Name of target variable - Which variable should be treated as the target variable?
Variables to Keep - Comma-separated list of continuous variables that should be automatically included in the final graphical model. (Not counted towards the "number of variables to be selected")
Automatic clustering - Redundant features will be represented as a cluster variable using Principal Component Analysis instead of a single representative of the entire cluster.
Graphical Modeling Parameters
Lambda parameters determine the sparsity level of the mixed graphical model. A higher lambda value results in fewer (but higher confidence) edges in the output graph.
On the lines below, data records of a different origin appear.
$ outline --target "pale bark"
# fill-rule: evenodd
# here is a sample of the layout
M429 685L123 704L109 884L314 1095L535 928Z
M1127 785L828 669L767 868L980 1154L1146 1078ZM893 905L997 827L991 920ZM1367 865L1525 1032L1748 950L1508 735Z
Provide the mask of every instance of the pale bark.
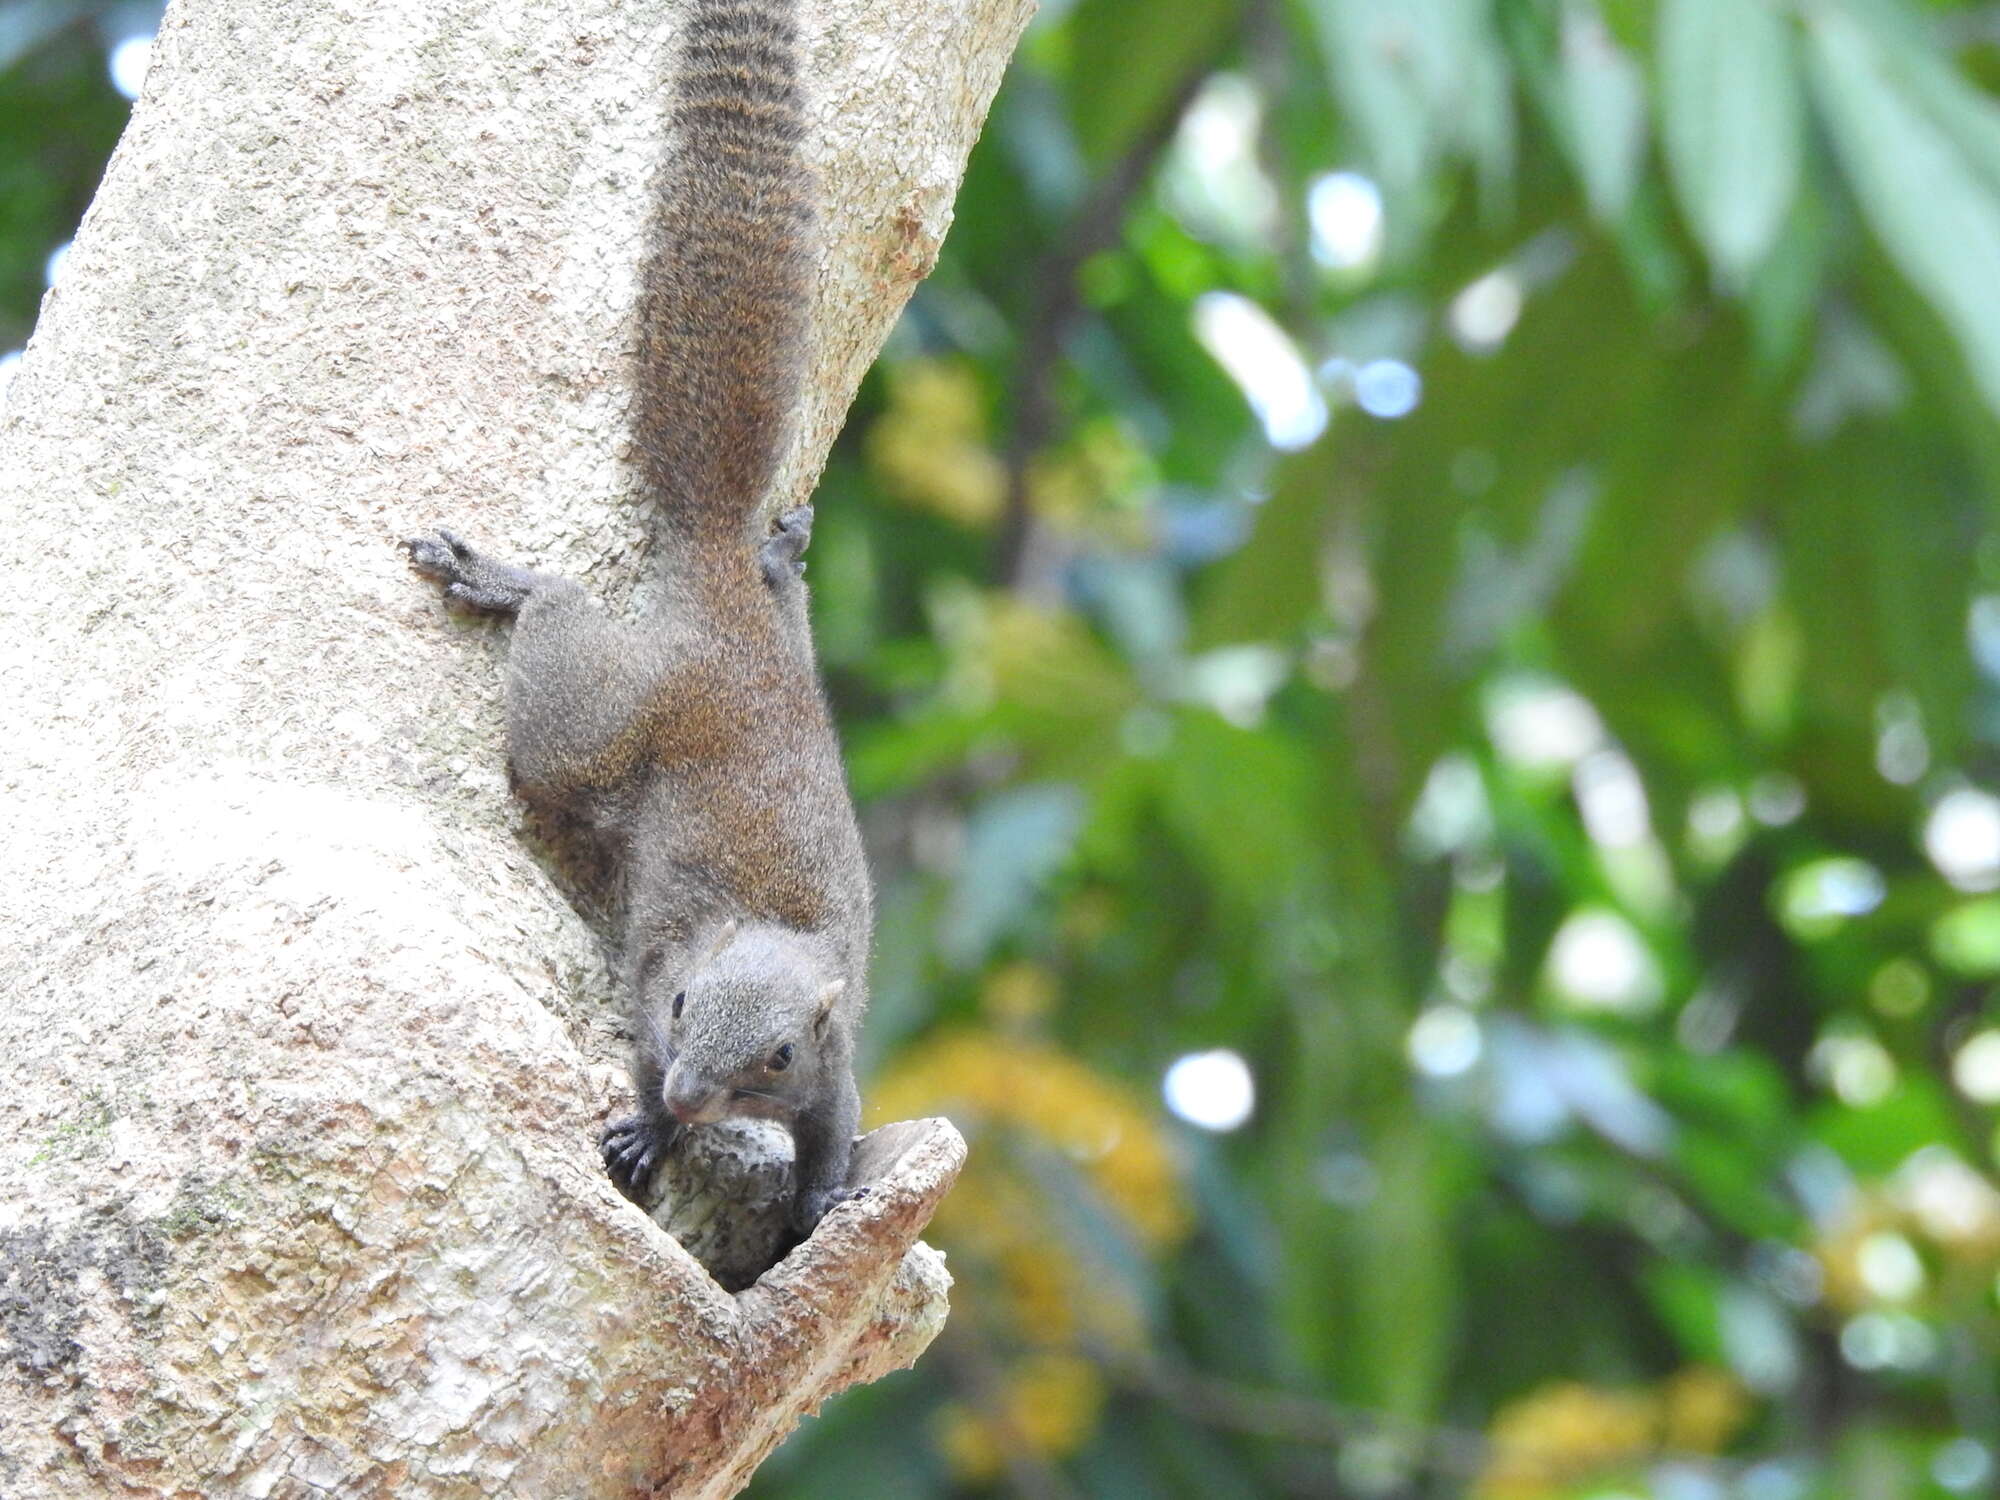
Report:
M1027 0L802 0L810 488ZM175 0L0 411L0 1494L733 1492L944 1316L963 1143L723 1292L439 521L622 606L672 0ZM823 514L823 528L841 524ZM687 1226L683 1226L687 1227Z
There are separate lambda parameters for each edge type.
Lambda 1 - Controls sparsity for edges between two continuous variables.
Lambda 2 - Controls sparsity for edges between continuous and categorical variables.
Lambda 3 - Controls sparsity for edges between two categorical variables.
Lambda values can be automatically chosen based on stability using the "Find Lambdas" button. Note that this operation can be time consuming for large datasets.
Alpha - PC-Stable requires an alpha value. This is the p-value threshold for the conditional independence tests. A lower alpha value means a sparser graph because fewer tests will meet the threshold for significance.